「老朽化マンションの建て替え」を容易にするための法改正が検討されています

マンションは建物の老朽化と住民の高齢化という「2つの老い」が深刻化しています。国交省の統計では、2021年末時点で築40年以上のマンションは全国に116万戸あるそうです。これが10年後には249万戸となり、20年後には425万戸に増加すると試算されています。


また、「2つの老い」問題以外に「所有者不明」問題も増えています。相続などを経てマンションの名義変更の手続きが適正に実施されていないため、マンションの所有者が不明となっているのです。管理費の滞納にもつながり、マンション管理組合でも足元の問題として頭を悩ませています。

2018年度の抽出調査では、所在や連絡先が分らない「空き家」があるマンションは、マンション全体の3.9%でした。これが、築40年以上のマンションに限ると13.7%に跳ね上がり、およそ古いマンションの7棟に1棟の割で所有者不明の「空き家」があることになります。

このような状況の中で、古いマンションの修繕や建て替えを行おうとすると「多数決要件」を満たすことができず苦慮することが増えています。現在の法律(「区分所有法」)では、マンションの建て替えには、マンション住民の5分の4、共用部分の変更工事には4分の3の同意が必要になります。


法律上は、所在不明の空き家の住人は、決議に反対しているとみなされます。そのため、建て替えや大規模修繕を行おうとすると、この多数決要件が高いハードルとなって実現が難しくなります。実現できず放置すれば、さらにマンションは老朽化し、住民の高齢化と所有者不明の「空き家」が増加することになります。

この問題を抜本的に解決するには、区分所有法の改正を行う必要があります。そこで、政府は、老朽化したマンションの建て替えや修繕を容易にするため、マンションの住民の合意要件を緩和する区分所有法の改正などの検討に着手しました。

2022年9月2日、葉梨法務大臣は、区分所有法改正などの検討を、9月12日開催の法制審議会に諮問すると記者会見で発表しました。会見の中で『高齢化社会を背景に所有者の所在が分からない部屋が増加している。合意形成のハードルを下げることで、建物の安全性や耐震性が懸念される建物の再生を促したい。』と述べています。

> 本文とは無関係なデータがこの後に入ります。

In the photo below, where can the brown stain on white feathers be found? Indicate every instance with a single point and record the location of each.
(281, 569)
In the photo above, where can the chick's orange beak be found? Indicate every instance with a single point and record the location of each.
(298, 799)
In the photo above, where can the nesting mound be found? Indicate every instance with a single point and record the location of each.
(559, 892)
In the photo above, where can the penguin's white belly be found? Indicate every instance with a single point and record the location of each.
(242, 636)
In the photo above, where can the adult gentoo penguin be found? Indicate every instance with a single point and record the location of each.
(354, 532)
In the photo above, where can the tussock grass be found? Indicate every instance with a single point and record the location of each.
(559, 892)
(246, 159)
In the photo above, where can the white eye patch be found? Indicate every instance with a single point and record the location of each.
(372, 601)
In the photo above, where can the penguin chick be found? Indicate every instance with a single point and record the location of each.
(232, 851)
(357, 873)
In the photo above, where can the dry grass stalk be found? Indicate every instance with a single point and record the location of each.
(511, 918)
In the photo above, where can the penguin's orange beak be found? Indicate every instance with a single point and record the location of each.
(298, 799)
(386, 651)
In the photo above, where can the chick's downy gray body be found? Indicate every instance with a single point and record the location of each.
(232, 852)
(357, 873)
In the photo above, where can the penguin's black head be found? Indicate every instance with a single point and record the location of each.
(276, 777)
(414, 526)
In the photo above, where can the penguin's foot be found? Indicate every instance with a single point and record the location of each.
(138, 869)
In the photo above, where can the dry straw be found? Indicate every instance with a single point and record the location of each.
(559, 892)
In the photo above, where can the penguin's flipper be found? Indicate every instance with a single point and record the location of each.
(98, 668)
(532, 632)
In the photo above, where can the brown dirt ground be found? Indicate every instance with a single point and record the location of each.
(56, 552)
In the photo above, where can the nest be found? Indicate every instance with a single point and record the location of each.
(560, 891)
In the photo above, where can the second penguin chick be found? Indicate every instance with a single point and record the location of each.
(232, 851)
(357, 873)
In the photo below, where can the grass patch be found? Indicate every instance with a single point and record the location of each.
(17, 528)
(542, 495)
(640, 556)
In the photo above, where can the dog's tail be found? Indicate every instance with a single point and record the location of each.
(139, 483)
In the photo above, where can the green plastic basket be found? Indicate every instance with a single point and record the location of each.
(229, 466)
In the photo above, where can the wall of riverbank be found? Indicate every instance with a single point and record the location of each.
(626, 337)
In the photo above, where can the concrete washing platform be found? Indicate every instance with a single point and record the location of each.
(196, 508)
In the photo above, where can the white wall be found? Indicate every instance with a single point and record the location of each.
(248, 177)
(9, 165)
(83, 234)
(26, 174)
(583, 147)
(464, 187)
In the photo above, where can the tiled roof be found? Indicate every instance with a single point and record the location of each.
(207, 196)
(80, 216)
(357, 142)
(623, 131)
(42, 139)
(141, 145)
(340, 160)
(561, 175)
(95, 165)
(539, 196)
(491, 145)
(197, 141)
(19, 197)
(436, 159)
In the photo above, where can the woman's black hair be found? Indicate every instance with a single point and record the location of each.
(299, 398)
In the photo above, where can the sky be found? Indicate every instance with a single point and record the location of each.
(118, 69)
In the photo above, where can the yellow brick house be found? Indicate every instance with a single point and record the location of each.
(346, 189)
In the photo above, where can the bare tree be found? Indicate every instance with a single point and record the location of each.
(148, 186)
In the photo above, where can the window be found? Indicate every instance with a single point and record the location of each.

これを受けて、法制審議会では、合意要件の緩和を具体的に検討することになります。現在俎上に載っている案では、建て替えの合意要件を現在の「5分の4」から「4分の3」または「3分の2」に緩和すること。あるいは、要件緩和の条件として「耐震不足であること」を追加する。などが検討されています。

また、所有者不明の空き家に対応するため、裁判所などが関与して、マンション建て替えなどの合意形成時に、所在不明の所有者を多数決から除外することも検討されています。


今後は法制審議会の議論を経て改正法案が策定されると思います。パブリックコメントに付された後、早ければ次期通常国会に提出されると思われます。

合意要件が緩和されるとしても、決議に反対するマンション居住者への補償を含めた対応をどのようにするかなど解決すべき課題は色々あります。改正法が成立して合意要件が緩和されたとしても、老朽化マンションの建て替えが円滑に進むかどうかは不透明だと思われます。


高齢で金銭的に余裕のないマンション住民がマンション建て替えによって住む場所がなくなるようなことのないように、弱い立場の住民にも配慮したきめ細かい改正内容となることを期待したいと思います。